Background Diabetes, defined by high blood glucose readings, poses important worldwide health risks. T2DM is the most prevalent form, accounting for 90% of cases. Genetic variations in genes like SLC30 A8 (rs13266634) and TCF7L2 (rs7903146 and rs12255372) have been linked to T2DM, although their precise role is not fully understood. Understanding the genetic factors associated with T2DM is essential for developing effective prevention and management strategies. Methods A meta-analysis was conducted using Embase, Google Scholar, and PubMed databases to find relevant studies investigating the relationship between SLC30A8 and TCF7L2 gene variations and T2DM. Inclusion criteria included case–control studies providing genotypic and allele frequency data with consistent 95% confidence intervals and p-values.
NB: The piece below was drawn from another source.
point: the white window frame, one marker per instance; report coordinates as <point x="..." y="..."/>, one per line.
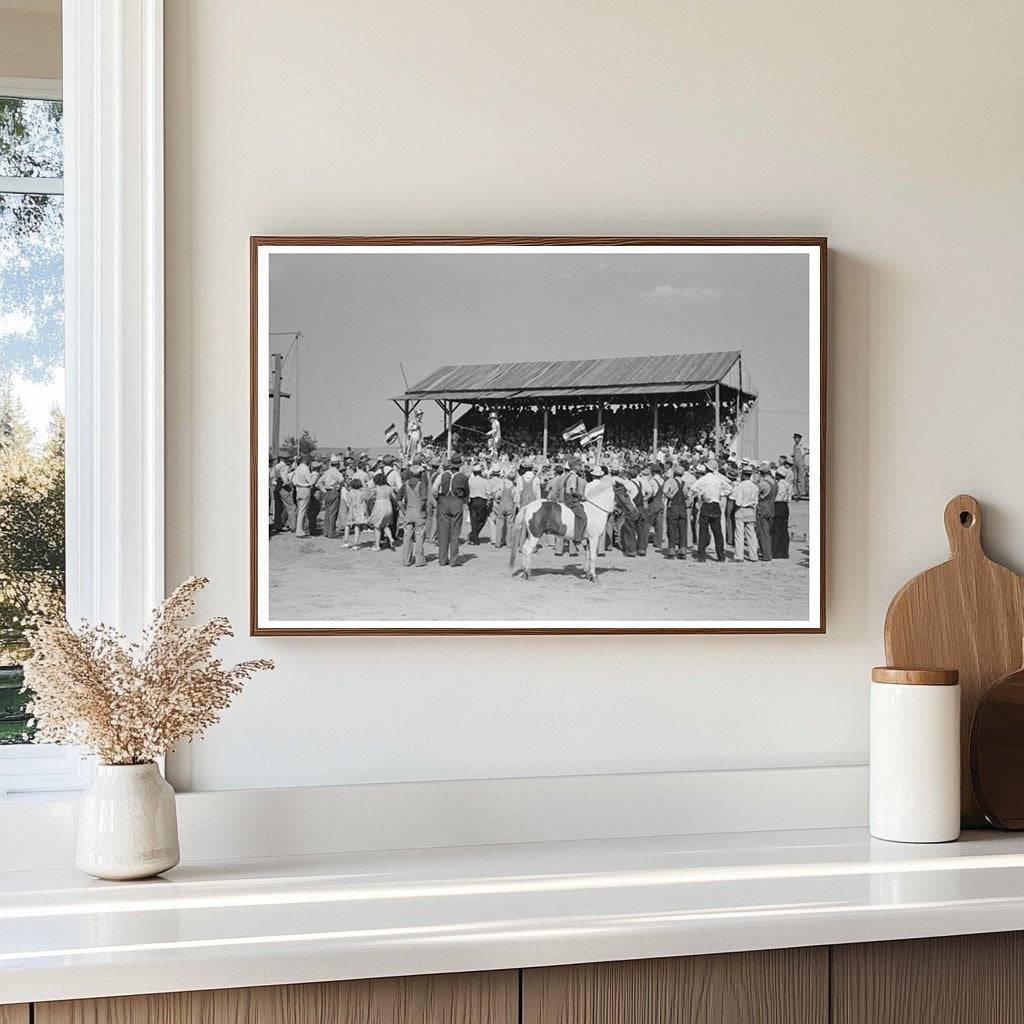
<point x="114" y="334"/>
The Newcastle–Ottawa Scale assessed study quality. Statistical analyses included assessing heterogeneity, calculating odds ratios, and evaluating publication bias. Results The meta-analysis included studies on SLC30 A8 rs13266634 and TCF7L2 rs7903146 and rs12255372 variations. For SLC30 A8 rs13266634, a substantial relationship with T2DM was found in the recessive (OR = 0.83, 95% CI [0.71–0.98], p = 0.03), while other models did not show significant associations. TCF7L2 rs7903146 and rs12255372 demonstrated substantial associations with T2DM across all genetic models, with varying odds ratios and confidence intervals. Conclusion This meta-analysis underscores the complex genetic factors involved in T2DM, particularly highlighting the significant associations between TCF7L2 rs7903146 and rs12255372 variations and T2DM susceptibility. SLC30 A8 rs13266634 showed a significant association only in the recessive model. More research is needed to understand molecular mechanisms and implications for T2DM prevention and treatment.